Simplifying workflows in mass spectrometry

Simplifying workflows in mass spectrometry

New mass spectrometry innovations are helping overcome various issues. Acoustic sampling, for example, is enabling thousands of measurements to be made every hour with minimal or no sample preparation.

Mass spectrometry (MS) is a widely used technique for food safety, environmental, pharmaceutical, biological, and forensic investigations where the simultaneous detection of targeted and non-targeted compounds is of pivotal importance. A plethora of analytical MS methods, also coupled to different separation techniques such as gas- and liquid-chromatography and their multidimensional analogues or capillary electrophoresis, have been developed and validated in order to analyze complex matrices. However, despite the rapid evolution from its beginning, the development of online and real-time analytical MS methodologies, especially ambient ionization methods, is strongly demanded to perform high-throughput analysis and to obtain highly informative spectra. In this context, novel materials and instrumental configurations are under study to enhance the performance of different instruments, whereas powerful, high-resolution mass spectrometers are required to univocally identify targeted compounds.
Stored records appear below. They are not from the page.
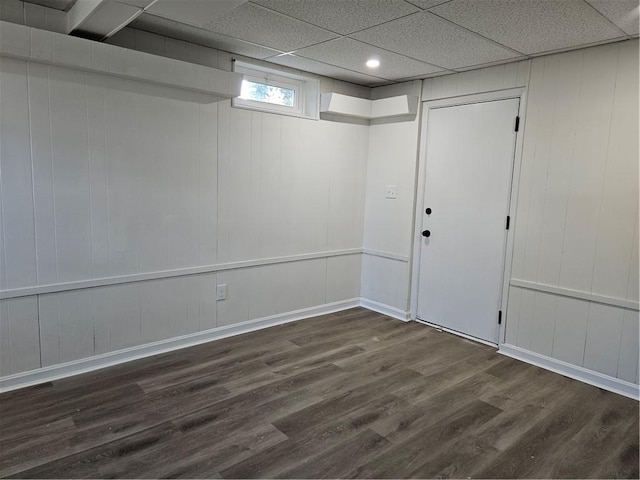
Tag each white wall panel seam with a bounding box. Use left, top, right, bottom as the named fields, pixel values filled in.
left=0, top=160, right=9, bottom=286
left=509, top=278, right=640, bottom=311
left=25, top=62, right=42, bottom=284
left=47, top=62, right=60, bottom=282
left=82, top=74, right=95, bottom=280
left=558, top=52, right=588, bottom=290
left=589, top=47, right=620, bottom=292
left=534, top=55, right=558, bottom=281
left=580, top=303, right=593, bottom=366
left=0, top=248, right=362, bottom=300
left=626, top=214, right=640, bottom=298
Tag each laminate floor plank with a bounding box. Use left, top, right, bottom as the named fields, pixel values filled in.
left=0, top=308, right=640, bottom=478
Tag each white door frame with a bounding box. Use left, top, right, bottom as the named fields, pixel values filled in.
left=410, top=87, right=527, bottom=345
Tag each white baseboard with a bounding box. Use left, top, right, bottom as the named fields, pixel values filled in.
left=0, top=298, right=361, bottom=392
left=498, top=344, right=640, bottom=400
left=360, top=298, right=410, bottom=322
left=415, top=318, right=498, bottom=348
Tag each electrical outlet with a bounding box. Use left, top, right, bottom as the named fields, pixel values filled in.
left=216, top=283, right=227, bottom=301
left=387, top=185, right=398, bottom=199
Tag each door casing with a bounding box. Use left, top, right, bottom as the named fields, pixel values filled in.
left=410, top=87, right=527, bottom=345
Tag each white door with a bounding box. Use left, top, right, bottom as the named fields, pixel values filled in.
left=416, top=99, right=520, bottom=343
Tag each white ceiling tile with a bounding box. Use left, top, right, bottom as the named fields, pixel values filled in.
left=430, top=0, right=622, bottom=54
left=267, top=55, right=386, bottom=86
left=587, top=0, right=640, bottom=35
left=130, top=13, right=281, bottom=59
left=296, top=38, right=442, bottom=80
left=25, top=0, right=76, bottom=11
left=145, top=0, right=247, bottom=27
left=252, top=0, right=419, bottom=35
left=407, top=0, right=451, bottom=10
left=351, top=12, right=519, bottom=69
left=204, top=3, right=336, bottom=51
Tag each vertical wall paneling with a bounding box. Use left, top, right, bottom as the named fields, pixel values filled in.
left=536, top=51, right=584, bottom=285
left=511, top=57, right=544, bottom=278
left=0, top=297, right=41, bottom=373
left=140, top=280, right=171, bottom=342
left=105, top=80, right=141, bottom=275
left=551, top=297, right=590, bottom=365
left=86, top=74, right=110, bottom=278
left=616, top=310, right=640, bottom=383
left=531, top=292, right=558, bottom=356
left=556, top=44, right=619, bottom=291
left=198, top=102, right=218, bottom=265
left=49, top=63, right=92, bottom=282
left=505, top=41, right=638, bottom=382
left=27, top=63, right=58, bottom=284
left=58, top=290, right=94, bottom=362
left=0, top=59, right=37, bottom=288
left=108, top=283, right=141, bottom=351
left=326, top=255, right=362, bottom=303
left=136, top=80, right=170, bottom=271
left=582, top=303, right=624, bottom=377
left=626, top=216, right=640, bottom=302
left=38, top=294, right=62, bottom=367
left=0, top=300, right=12, bottom=377
left=518, top=289, right=536, bottom=350
left=592, top=40, right=639, bottom=298
left=504, top=287, right=523, bottom=345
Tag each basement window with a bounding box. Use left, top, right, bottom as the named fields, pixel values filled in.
left=232, top=61, right=319, bottom=119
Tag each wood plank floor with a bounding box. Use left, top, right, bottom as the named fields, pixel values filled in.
left=0, top=308, right=639, bottom=478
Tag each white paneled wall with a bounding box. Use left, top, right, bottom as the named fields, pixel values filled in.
left=382, top=40, right=639, bottom=390
left=362, top=81, right=422, bottom=316
left=0, top=54, right=369, bottom=375
left=505, top=41, right=638, bottom=383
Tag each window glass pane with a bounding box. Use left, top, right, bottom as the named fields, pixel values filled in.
left=240, top=80, right=296, bottom=107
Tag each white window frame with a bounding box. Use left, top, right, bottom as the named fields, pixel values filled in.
left=231, top=61, right=320, bottom=120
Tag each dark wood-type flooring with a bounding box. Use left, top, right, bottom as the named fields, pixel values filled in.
left=0, top=308, right=638, bottom=478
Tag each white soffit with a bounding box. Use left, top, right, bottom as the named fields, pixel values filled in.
left=296, top=38, right=442, bottom=80
left=130, top=13, right=282, bottom=59
left=20, top=0, right=76, bottom=10
left=587, top=0, right=640, bottom=35
left=147, top=0, right=247, bottom=27
left=204, top=3, right=337, bottom=52
left=252, top=0, right=420, bottom=35
left=67, top=0, right=154, bottom=40
left=407, top=0, right=451, bottom=10
left=350, top=12, right=521, bottom=69
left=430, top=0, right=625, bottom=55
left=267, top=55, right=389, bottom=87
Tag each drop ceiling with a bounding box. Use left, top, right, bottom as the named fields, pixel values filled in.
left=17, top=0, right=639, bottom=86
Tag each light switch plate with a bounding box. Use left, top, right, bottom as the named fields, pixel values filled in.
left=387, top=185, right=398, bottom=198
left=216, top=283, right=227, bottom=301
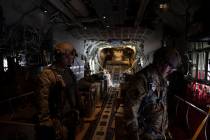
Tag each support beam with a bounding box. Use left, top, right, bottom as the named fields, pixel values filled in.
left=48, top=0, right=83, bottom=28
left=134, top=0, right=150, bottom=27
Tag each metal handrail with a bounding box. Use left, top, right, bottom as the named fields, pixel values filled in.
left=175, top=95, right=210, bottom=140
left=175, top=95, right=208, bottom=115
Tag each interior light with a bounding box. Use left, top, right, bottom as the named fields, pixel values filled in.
left=3, top=58, right=8, bottom=72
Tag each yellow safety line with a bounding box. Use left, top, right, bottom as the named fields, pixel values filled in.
left=192, top=108, right=210, bottom=140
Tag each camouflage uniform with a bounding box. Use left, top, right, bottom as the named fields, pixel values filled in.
left=125, top=65, right=168, bottom=140
left=37, top=66, right=79, bottom=139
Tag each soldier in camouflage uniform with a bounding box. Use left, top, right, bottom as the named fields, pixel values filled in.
left=125, top=47, right=181, bottom=140
left=34, top=42, right=79, bottom=140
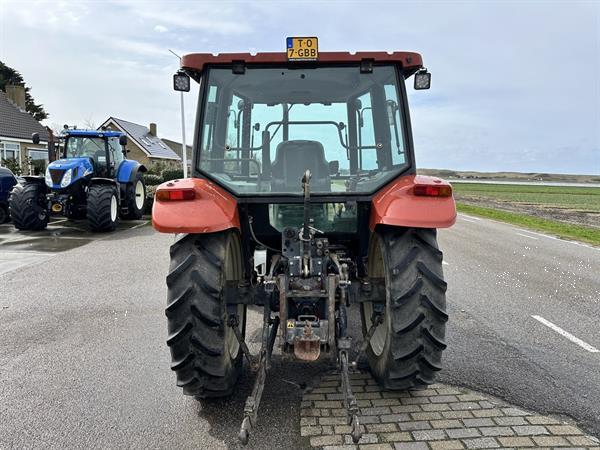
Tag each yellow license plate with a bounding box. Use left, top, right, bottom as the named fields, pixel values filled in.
left=286, top=37, right=319, bottom=61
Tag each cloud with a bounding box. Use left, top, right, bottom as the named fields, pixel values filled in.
left=0, top=0, right=600, bottom=173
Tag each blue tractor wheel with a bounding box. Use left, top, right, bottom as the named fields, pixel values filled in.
left=123, top=173, right=146, bottom=220
left=8, top=181, right=49, bottom=230
left=87, top=184, right=119, bottom=231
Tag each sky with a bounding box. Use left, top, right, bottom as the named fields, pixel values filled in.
left=0, top=0, right=600, bottom=174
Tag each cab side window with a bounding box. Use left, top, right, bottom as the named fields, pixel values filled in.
left=108, top=137, right=125, bottom=167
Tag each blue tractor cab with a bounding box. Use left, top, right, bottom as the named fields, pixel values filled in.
left=10, top=129, right=146, bottom=231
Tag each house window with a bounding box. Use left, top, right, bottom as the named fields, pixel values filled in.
left=0, top=142, right=21, bottom=160
left=27, top=148, right=48, bottom=175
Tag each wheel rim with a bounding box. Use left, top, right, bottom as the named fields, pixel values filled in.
left=135, top=180, right=144, bottom=209
left=110, top=194, right=117, bottom=222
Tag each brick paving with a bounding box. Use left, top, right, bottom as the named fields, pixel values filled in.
left=300, top=373, right=600, bottom=450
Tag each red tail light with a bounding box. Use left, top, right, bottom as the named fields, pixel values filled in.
left=156, top=189, right=196, bottom=202
left=414, top=184, right=452, bottom=197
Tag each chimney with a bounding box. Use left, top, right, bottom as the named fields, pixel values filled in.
left=6, top=84, right=25, bottom=111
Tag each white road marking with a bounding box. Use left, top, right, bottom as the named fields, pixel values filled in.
left=130, top=220, right=148, bottom=230
left=458, top=213, right=484, bottom=222
left=516, top=233, right=538, bottom=241
left=531, top=316, right=600, bottom=353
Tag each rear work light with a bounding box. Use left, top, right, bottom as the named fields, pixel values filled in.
left=414, top=184, right=452, bottom=197
left=156, top=189, right=196, bottom=202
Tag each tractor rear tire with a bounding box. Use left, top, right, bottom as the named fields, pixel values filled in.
left=87, top=184, right=119, bottom=232
left=166, top=230, right=246, bottom=399
left=8, top=182, right=49, bottom=231
left=361, top=227, right=448, bottom=390
left=123, top=173, right=146, bottom=220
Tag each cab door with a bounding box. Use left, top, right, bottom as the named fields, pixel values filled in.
left=107, top=136, right=125, bottom=178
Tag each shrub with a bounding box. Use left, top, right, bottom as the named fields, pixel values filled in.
left=144, top=173, right=163, bottom=186
left=0, top=158, right=22, bottom=175
left=162, top=169, right=183, bottom=181
left=146, top=161, right=171, bottom=175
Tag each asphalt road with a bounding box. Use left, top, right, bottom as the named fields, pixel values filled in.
left=0, top=216, right=600, bottom=449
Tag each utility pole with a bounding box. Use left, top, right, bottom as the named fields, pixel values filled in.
left=169, top=49, right=187, bottom=178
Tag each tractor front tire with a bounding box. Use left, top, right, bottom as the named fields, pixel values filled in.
left=87, top=184, right=119, bottom=232
left=166, top=230, right=246, bottom=399
left=361, top=226, right=448, bottom=390
left=8, top=182, right=49, bottom=231
left=123, top=173, right=146, bottom=220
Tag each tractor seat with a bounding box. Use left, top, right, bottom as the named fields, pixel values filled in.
left=271, top=140, right=331, bottom=192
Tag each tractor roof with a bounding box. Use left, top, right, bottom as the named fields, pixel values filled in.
left=62, top=130, right=125, bottom=137
left=181, top=52, right=423, bottom=77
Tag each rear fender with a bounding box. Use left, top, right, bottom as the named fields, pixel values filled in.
left=90, top=177, right=119, bottom=187
left=152, top=178, right=240, bottom=233
left=369, top=175, right=456, bottom=231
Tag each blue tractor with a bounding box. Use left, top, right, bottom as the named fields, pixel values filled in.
left=9, top=129, right=147, bottom=231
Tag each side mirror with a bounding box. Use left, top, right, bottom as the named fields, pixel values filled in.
left=329, top=159, right=340, bottom=175
left=415, top=69, right=431, bottom=91
left=173, top=71, right=190, bottom=92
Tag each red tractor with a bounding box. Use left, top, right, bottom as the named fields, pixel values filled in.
left=152, top=38, right=456, bottom=444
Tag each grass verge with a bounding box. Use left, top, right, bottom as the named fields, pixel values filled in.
left=456, top=203, right=600, bottom=246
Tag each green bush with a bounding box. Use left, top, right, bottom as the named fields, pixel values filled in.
left=146, top=161, right=172, bottom=176
left=162, top=169, right=183, bottom=181
left=144, top=173, right=163, bottom=186
left=0, top=158, right=22, bottom=175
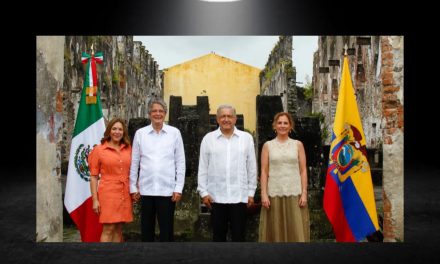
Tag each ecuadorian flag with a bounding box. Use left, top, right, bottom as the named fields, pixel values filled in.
left=324, top=56, right=379, bottom=242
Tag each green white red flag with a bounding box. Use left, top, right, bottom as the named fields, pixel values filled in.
left=64, top=52, right=105, bottom=242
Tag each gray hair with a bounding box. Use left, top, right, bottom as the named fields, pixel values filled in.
left=217, top=104, right=237, bottom=116
left=148, top=97, right=168, bottom=113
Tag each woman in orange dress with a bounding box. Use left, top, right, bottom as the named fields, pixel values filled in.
left=88, top=118, right=133, bottom=242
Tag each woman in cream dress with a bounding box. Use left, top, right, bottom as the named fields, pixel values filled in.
left=259, top=112, right=310, bottom=242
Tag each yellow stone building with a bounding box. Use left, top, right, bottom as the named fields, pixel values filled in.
left=164, top=53, right=261, bottom=132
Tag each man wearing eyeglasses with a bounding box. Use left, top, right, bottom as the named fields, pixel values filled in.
left=130, top=98, right=185, bottom=242
left=197, top=105, right=257, bottom=242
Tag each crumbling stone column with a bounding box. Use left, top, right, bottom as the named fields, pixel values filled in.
left=381, top=36, right=404, bottom=242
left=36, top=36, right=65, bottom=242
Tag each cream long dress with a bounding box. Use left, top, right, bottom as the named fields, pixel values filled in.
left=258, top=138, right=310, bottom=242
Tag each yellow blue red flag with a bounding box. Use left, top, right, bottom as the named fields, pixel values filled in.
left=324, top=56, right=379, bottom=242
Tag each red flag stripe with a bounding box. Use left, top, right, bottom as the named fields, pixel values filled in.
left=70, top=197, right=102, bottom=242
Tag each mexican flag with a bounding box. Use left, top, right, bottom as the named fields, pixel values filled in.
left=64, top=52, right=105, bottom=242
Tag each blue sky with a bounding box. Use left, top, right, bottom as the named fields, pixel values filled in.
left=134, top=36, right=318, bottom=84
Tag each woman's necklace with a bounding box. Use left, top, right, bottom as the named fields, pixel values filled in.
left=275, top=138, right=290, bottom=155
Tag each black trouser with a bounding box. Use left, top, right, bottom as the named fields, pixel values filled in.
left=141, top=195, right=176, bottom=242
left=211, top=203, right=246, bottom=242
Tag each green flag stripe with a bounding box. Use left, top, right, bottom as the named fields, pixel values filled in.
left=72, top=62, right=103, bottom=138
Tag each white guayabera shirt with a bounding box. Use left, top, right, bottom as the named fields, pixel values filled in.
left=197, top=127, right=257, bottom=203
left=130, top=124, right=186, bottom=196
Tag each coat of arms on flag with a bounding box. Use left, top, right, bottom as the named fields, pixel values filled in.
left=64, top=46, right=105, bottom=242
left=324, top=46, right=379, bottom=242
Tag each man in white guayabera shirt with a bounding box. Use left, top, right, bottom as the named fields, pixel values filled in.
left=130, top=98, right=185, bottom=242
left=197, top=105, right=257, bottom=242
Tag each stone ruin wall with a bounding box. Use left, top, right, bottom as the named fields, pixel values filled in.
left=61, top=36, right=163, bottom=168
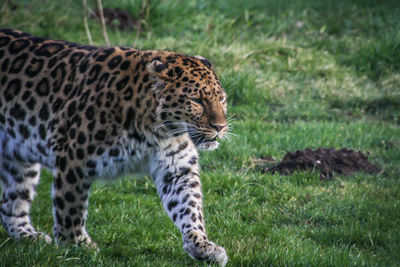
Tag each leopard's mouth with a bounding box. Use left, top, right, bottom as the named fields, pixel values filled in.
left=189, top=131, right=219, bottom=150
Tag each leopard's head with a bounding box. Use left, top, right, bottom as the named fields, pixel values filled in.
left=148, top=54, right=228, bottom=150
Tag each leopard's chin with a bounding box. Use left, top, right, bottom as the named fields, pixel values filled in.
left=196, top=141, right=219, bottom=151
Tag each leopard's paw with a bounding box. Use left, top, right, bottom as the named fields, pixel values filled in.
left=183, top=240, right=228, bottom=267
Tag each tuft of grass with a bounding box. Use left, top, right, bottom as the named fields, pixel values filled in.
left=0, top=0, right=400, bottom=266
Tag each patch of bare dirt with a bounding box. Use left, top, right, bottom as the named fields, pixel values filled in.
left=263, top=148, right=381, bottom=179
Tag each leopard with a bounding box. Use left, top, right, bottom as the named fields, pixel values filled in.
left=0, top=29, right=229, bottom=266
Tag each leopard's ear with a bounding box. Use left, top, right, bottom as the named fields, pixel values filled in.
left=194, top=55, right=212, bottom=68
left=147, top=59, right=172, bottom=81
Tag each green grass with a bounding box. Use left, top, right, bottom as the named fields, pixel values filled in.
left=0, top=0, right=400, bottom=266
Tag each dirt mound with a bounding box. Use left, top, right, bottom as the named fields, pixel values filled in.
left=91, top=7, right=138, bottom=30
left=264, top=148, right=380, bottom=179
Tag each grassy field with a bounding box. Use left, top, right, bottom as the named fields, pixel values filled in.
left=0, top=0, right=400, bottom=266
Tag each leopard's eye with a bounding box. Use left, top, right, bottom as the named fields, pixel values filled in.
left=190, top=98, right=204, bottom=106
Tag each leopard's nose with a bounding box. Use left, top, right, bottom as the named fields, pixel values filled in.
left=210, top=123, right=227, bottom=132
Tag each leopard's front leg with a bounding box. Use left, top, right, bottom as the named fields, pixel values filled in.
left=52, top=156, right=96, bottom=247
left=152, top=137, right=228, bottom=266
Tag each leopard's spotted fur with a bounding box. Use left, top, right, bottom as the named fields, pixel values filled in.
left=0, top=29, right=228, bottom=265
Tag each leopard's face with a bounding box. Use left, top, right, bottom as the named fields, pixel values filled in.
left=148, top=56, right=228, bottom=150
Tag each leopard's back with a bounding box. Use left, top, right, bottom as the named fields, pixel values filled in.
left=0, top=29, right=97, bottom=168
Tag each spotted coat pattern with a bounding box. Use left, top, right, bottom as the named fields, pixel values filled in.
left=0, top=29, right=228, bottom=266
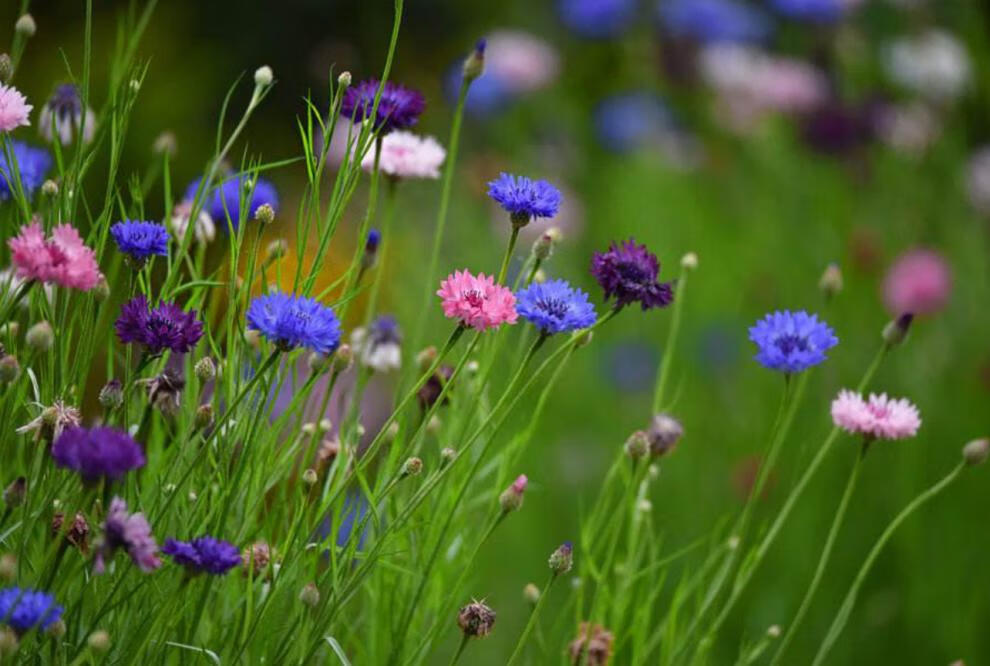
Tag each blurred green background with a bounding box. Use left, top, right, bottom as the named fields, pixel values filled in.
left=0, top=0, right=990, bottom=666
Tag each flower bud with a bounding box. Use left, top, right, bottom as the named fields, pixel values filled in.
left=548, top=541, right=574, bottom=575
left=498, top=474, right=529, bottom=513
left=457, top=601, right=495, bottom=638
left=24, top=320, right=55, bottom=353
left=963, top=437, right=990, bottom=465
left=97, top=379, right=124, bottom=409
left=254, top=65, right=275, bottom=88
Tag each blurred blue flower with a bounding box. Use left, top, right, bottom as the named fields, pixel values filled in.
left=557, top=0, right=636, bottom=39
left=657, top=0, right=770, bottom=43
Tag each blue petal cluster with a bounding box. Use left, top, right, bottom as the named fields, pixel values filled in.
left=0, top=140, right=52, bottom=201
left=247, top=292, right=340, bottom=354
left=110, top=220, right=168, bottom=261
left=0, top=587, right=64, bottom=634
left=516, top=280, right=597, bottom=335
left=488, top=173, right=562, bottom=222
left=749, top=310, right=839, bottom=373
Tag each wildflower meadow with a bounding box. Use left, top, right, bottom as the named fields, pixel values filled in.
left=0, top=0, right=990, bottom=666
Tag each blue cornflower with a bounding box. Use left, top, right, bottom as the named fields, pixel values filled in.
left=557, top=0, right=636, bottom=39
left=657, top=0, right=770, bottom=43
left=110, top=220, right=168, bottom=263
left=0, top=141, right=52, bottom=201
left=0, top=587, right=64, bottom=635
left=749, top=310, right=839, bottom=373
left=516, top=280, right=597, bottom=335
left=185, top=174, right=278, bottom=231
left=488, top=173, right=561, bottom=227
left=247, top=292, right=340, bottom=354
left=162, top=536, right=241, bottom=576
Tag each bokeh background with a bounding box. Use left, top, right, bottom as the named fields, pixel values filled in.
left=0, top=0, right=990, bottom=666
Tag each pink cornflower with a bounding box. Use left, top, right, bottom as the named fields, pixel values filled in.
left=0, top=85, right=34, bottom=132
left=883, top=249, right=952, bottom=315
left=832, top=390, right=921, bottom=439
left=361, top=131, right=447, bottom=178
left=437, top=271, right=518, bottom=331
left=7, top=222, right=103, bottom=291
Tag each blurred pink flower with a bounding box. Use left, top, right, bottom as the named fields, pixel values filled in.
left=361, top=131, right=447, bottom=178
left=883, top=249, right=952, bottom=315
left=0, top=85, right=34, bottom=132
left=7, top=222, right=103, bottom=291
left=437, top=270, right=518, bottom=331
left=832, top=390, right=921, bottom=439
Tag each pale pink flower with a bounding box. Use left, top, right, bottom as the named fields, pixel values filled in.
left=0, top=85, right=34, bottom=132
left=832, top=390, right=921, bottom=439
left=7, top=222, right=103, bottom=291
left=437, top=270, right=518, bottom=331
left=883, top=249, right=952, bottom=314
left=361, top=132, right=447, bottom=178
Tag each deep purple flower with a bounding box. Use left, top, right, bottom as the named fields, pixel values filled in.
left=110, top=220, right=168, bottom=263
left=93, top=497, right=162, bottom=574
left=0, top=587, right=64, bottom=636
left=488, top=173, right=562, bottom=226
left=52, top=426, right=145, bottom=482
left=591, top=238, right=674, bottom=310
left=114, top=296, right=203, bottom=354
left=340, top=79, right=426, bottom=134
left=162, top=536, right=241, bottom=576
left=749, top=310, right=839, bottom=374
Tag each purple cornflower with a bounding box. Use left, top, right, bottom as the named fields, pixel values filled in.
left=93, top=497, right=162, bottom=574
left=749, top=310, right=839, bottom=374
left=110, top=220, right=168, bottom=264
left=114, top=296, right=203, bottom=354
left=516, top=280, right=597, bottom=335
left=488, top=173, right=561, bottom=227
left=162, top=536, right=241, bottom=576
left=591, top=238, right=674, bottom=310
left=247, top=292, right=340, bottom=354
left=0, top=587, right=64, bottom=636
left=0, top=141, right=52, bottom=201
left=52, top=426, right=145, bottom=482
left=340, top=79, right=426, bottom=134
left=185, top=174, right=278, bottom=231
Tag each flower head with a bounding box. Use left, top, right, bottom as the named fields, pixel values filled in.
left=832, top=390, right=921, bottom=439
left=38, top=83, right=96, bottom=146
left=0, top=587, right=63, bottom=634
left=114, top=296, right=203, bottom=354
left=162, top=536, right=241, bottom=576
left=93, top=497, right=162, bottom=574
left=488, top=173, right=562, bottom=226
left=749, top=310, right=839, bottom=373
left=361, top=131, right=447, bottom=178
left=591, top=238, right=674, bottom=310
left=52, top=426, right=145, bottom=482
left=0, top=141, right=52, bottom=201
left=0, top=84, right=34, bottom=132
left=110, top=220, right=168, bottom=262
left=247, top=292, right=340, bottom=354
left=340, top=79, right=426, bottom=134
left=7, top=222, right=103, bottom=291
left=437, top=270, right=518, bottom=331
left=516, top=280, right=596, bottom=335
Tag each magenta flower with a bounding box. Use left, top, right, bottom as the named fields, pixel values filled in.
left=437, top=270, right=519, bottom=331
left=7, top=222, right=103, bottom=291
left=832, top=390, right=921, bottom=439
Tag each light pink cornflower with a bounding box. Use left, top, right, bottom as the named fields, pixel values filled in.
left=832, top=389, right=921, bottom=439
left=437, top=270, right=518, bottom=331
left=0, top=85, right=34, bottom=132
left=883, top=249, right=952, bottom=315
left=361, top=131, right=447, bottom=178
left=7, top=222, right=103, bottom=291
Finally, libraries of compounds, including MS-based information, such as accurate mass, isotopic patterns, and collision-induced fragmentation, are strongly demanded together with studies regarding the establishment of recognized analytical performance criteria to assess the occurrence of residues in the environment. Mass spectrometric imaging is another emerging powerful analytical technique that can be applied to perform analyses of multiple molecules in complex samples without labeling, thus providing a distinct advantage over preexisting methods for label-free and simultaneous detection of drugs and metabolites.

Technology trends

While the traditional coupling of MS with liquid chromatography (LC) and gas chromatography (GC) continues to be a robust method, technological advances have seen the rise of other techniques, such as matrix-assisted laser desorption (MALDI), being directly coupled with MS, making it adept for even more applications. For example, the latest MS technologies can simultaneously analyze many features in one cell, which could help researchers discover novel targets with the potential for translation into new therapies. Today, biotherapeutic products account for a growing proportion of new drug approvals. Increased focus on the development of much larger, more complex therapeutics, such as monoclonal antibodies, fusion proteins, and antibody-drug conjugates, has placed new demands on mass spectrometry. While small-molecule drugs can easily be analyzed on a system with a mass range of 1250 Dalton (Da), the analysis of higher-order structures, such as peptides, proteins, and oligonucleotides, can require the visualization of ions from the 2000-Da to the tens of thousands of Da range.

This increased molecular complexity means that much greater instrument resolution is required to confidently elucidate atomic-level structure and function. Where a single or triple-quadrupole mass spectrometer offering unit-mass resolution may be sufficient for early metabolite, impurity, and degradant screening, high-resolution accurate mass (HRAM) has become increasingly important for the analysis of large biotherapeutics and protein complexes.

The evolution of mass analyzers to acquire high-resolution data at high-mass ranges, in time frames amenable to coupling with ultra-high-performance LC (UHPLC) has been incredibly important for drug discovery efforts. The commercialization of mass spectrometers with high mass, high-resolving capabilities has undoubtedly opened new avenues in the study of protein drugs and their targets. Historically the coupling of these techniques was only possible via offline LC separations from which fractions were collected for subsequent static nanospray HRAM MS analysis. Through direct combination of native protein chromatographic separations and HRAM detection, researchers now have at their disposal the possibility of automated, high-throughput native intact mass analysis of complex therapeutics and drug targets/complexes.

While advances in mass range and resolution are generating ever more powerful insights, sample preparation is still a major challenge, especially for bioanalysis applications. Currently, many MS workflows rely on expert users to prepare samples, which can be the rate-limiting step in many drug discovery workflows.

Although there are kits available that can reduce preparation time for some samples from days to hours, introducing new ways of working that simplify or bypass these complex processes is still a key priority for many developers of MS products.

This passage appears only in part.